The Crown, famously, has taken liberties with its depictions of historical events and its interpretations of what may have gone on behind the scenes in the lives of the British royals. Netflix even went so far as to add a disclaimer to the trailer for Season 5 clarifying that the series is a work of fiction “inspired by real events.”

Naturally, series creator and head writer Peter Morgan has filled the show with imagined interactions, conversations, and scenarios that may or may not have happened behind closed doors to create a compelling drama. Focused as it is primarily on the Queen and her direct heirs, there’s also plenty of history that the series has glossed over or left out entirely — like the passage, under Thatcher, of Section 28, a 1988 law banning the “promotion of homosexuality.”

Indeed, over the course of its six seasons, The Crown has featured few depictions of LGBTQ+ people and nothing of the movement for LGBTQ+ rights in the U.K. It’s dismaying, then, that Morgan and co. failed to take advantage of Diana’s support for and closeness with gay people to introduce and examine this essential part of late 20th-century history.

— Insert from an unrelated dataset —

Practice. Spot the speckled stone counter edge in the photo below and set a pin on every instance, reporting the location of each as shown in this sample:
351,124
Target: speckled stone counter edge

As Brown writes in The Diana Chronicles, “gay men formed much of the support network of Diana’s life,” and her friends in the fashion industry and gay members of palace staff “brought the specter of the [HIV/AIDS] home” to the princess every day. “As AIDS took its toll in the 1980s, she couldn’t bear to see her friends in such peril.”

While the Princess’s New York trip fits more neatly into Season 4’s narrative arc, it apparently comes at the expense of the Middlesex Hospital visit two years earlier. It also troublingly elides the role gay men played both in her life and activism in favor of the seemingly more palatable, more “sympathetic” pediatric AIDS patients.

The power of the Middlesex Hospital visit and the photo of Diana shaking hands with a gay man who would later die from the disease came from the fact that it showed her reaching out, embracing people that society would have preferred to ignore. As compelling as The Crown is, its creators’ decision to likewise ignore this aspect of Diana’s life and activism is a misstep we shouldn’t forget.